[A Journey through the Kingdom of Oude, Volumes I & II by William Sleeman]@TWC D-Link book
A Journey through the Kingdom of Oude, Volumes I & II

CHAPTER III
16/88

These tainted waters may possibly act in both ways--directly, and through the medium of the air.
While on the subject of the causes or sources of disease, I may mention two which do not appear to me to have been sufficiently considered and provided against in India.

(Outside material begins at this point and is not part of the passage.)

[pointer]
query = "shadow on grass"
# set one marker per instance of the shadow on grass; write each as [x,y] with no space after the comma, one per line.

First, when a new cantonment is formed and occupied in haste, during or after a campaign, terraces are formed of the new earth dug up on the spot to elevate the dwellings of officers and soldiers from the ground, which may possibly become flooded in the rains; and over the piles of fresh earth officers commonly form wooden floors for their rooms to secure them from the damp, new earth.

Between this earth and the wooden floor a small space of a foot or two is commonly left.

The new earth, thus thrown up from places that may not have been dug or ploughed for ages, absorbs rapidly the oxygen from the air above, and gives out carbonic acid, nitrogen and hydrogen gases, which render the air above unfit for men to breathe.

This noxious air accumulates in the space below the wooden floor, and, passing through the crevices, is breathed by the officers and soldiers as they sleep.
Between the two campaigns against Nepal in 1814 and 1815, the brigade in which my regiment served formed such a cantonment at Nathpoor, on the right bank of the river Coosee.